Greg Ramsbottom in action against Westmeath back in 2000
THE upcoming June Bank Holiday weekend will mark 21 years since Laois GAA teams endured a diabolical double in Tullamore, leaving supporters to face into a long, hot summer of discontent after seeing both the hurlers and footballers fall flat in O’Connor Park.
The 2000 All-Ireland Senior Football Championship was the 114th edition of the competition, and the final year that the provincial knockout format was used before the qualifier system was introduced in 2001.
Just a day after underdogs Offaly opened up the Leinster football championship with a typical display of blood and guts against All-Ireland champions Meath, Laois fell to their first defeat in 30 years against Westmeath.
The more optimistic Laois faithful might have drawn some straws of comfort from the display of the hurlers against Dublin but the failure of the footballers to muster any sort of a challenge in the second match stung badly.
After dominating for most of the first half, victory for Westmeath was sown up midway through the second half when Brendan Lowry's men scored 1-2 against their Laois opponents in a two-minute spell.
The game was far from end-to-end stuff and needed something to liven up the scoring, but as things transpired the 12,000+ fans had to wait until after the restart before the game really sprung to life.
With less than 10 minutes gone, Laois goalkeeper Fergal Byron was called into action to deny a young Dessie Dolan from the penalty spot. Shortly afterwards, Laois drew level at 0-3 apiece through a Stephen Kelly point - but it was to be Laois’ last score of the half as Westmeath moved up a gear to open a four-point lead at the interval.
Points from Paul Dunne (2) and Mick Lalor dragged Laois back to within a point in the early stages, and when Hughie Emerson was sprung from the bench it was game on.
However, Westmeath had other ideas as a Derek Heavin point was closely followed by a Martin Flanagan goal that proved to be the killer blow to Laois.
Try as they did, Laois couldn’t bridge the gap in the final quarter as Westmeath progressed at Laois’ expense with four points to spare on a final scoreline of 1-12 to 0-11.

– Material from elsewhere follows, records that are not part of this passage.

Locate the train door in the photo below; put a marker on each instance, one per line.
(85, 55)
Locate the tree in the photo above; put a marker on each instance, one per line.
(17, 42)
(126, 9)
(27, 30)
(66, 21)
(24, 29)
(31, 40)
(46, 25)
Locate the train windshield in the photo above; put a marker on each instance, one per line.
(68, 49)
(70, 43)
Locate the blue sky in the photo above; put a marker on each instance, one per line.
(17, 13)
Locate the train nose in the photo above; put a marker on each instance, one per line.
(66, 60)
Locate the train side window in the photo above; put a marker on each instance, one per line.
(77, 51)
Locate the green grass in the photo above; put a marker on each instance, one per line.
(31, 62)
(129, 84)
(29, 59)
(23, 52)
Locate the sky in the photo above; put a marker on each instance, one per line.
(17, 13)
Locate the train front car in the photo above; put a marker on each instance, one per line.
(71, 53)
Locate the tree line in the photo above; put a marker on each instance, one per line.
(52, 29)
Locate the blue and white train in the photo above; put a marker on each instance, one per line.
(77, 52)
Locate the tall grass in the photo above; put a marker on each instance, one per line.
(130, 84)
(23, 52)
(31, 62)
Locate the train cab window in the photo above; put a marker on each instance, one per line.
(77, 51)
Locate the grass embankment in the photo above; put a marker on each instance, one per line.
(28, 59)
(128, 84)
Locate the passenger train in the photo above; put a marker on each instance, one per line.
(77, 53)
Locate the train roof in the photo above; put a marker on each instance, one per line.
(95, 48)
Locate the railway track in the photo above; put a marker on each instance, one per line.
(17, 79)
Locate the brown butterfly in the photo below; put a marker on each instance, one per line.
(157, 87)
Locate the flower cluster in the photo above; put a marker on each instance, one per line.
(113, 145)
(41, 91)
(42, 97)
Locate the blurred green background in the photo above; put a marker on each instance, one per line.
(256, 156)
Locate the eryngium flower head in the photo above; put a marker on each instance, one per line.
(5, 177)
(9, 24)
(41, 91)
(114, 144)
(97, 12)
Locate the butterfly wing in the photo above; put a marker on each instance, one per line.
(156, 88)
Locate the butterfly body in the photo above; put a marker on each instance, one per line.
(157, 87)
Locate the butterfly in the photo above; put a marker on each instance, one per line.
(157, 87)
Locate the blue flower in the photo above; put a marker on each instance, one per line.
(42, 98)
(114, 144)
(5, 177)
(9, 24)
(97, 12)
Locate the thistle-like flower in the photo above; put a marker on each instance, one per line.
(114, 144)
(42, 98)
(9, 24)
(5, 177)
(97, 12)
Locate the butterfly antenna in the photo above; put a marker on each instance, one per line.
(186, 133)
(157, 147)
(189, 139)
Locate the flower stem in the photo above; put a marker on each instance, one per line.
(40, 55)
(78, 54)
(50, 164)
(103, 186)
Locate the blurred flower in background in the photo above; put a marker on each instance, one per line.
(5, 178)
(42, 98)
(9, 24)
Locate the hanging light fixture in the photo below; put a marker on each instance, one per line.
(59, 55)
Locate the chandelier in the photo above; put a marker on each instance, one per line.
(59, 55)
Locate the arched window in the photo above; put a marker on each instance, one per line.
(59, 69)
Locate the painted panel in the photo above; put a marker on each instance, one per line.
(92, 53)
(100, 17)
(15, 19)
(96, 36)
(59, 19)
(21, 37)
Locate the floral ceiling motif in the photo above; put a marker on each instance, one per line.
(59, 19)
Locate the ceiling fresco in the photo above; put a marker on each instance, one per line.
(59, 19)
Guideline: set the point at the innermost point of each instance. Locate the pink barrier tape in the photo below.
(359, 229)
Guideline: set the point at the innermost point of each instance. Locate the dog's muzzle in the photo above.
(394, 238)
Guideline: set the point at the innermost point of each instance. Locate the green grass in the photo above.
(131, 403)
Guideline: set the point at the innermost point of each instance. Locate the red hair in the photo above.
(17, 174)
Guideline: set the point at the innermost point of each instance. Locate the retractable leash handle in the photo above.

The contrast between the forties of both teams was stark at the finish. Lowry was only too willing to greet the press posse in his crowded dressing room while just next door the Laois contingent locked not just the door, but a window too as the post mortem began.
While it had been rumoured that Laois GAA bosses were prepared to stick by their manager, Cribbin himself was far from unequivocal when asked what he thought the immediate future would bring.
Cribbin was in his second year at the turn of the Millennium, having done well in 1999 when Laois were unlucky not to beat Dublin in the Leinster semi-final. Laois were fancied to make solid progress but the Leinster quarter-final loss to Westmeath ended Cribbin's stint in what was the last season before the introduction of the qualifiers.
The two sides are well-known to each other in recent years and they will meet again in a novel affair on Sunday, July 4, when once again they will go head-to-head without the security of a backdoor system.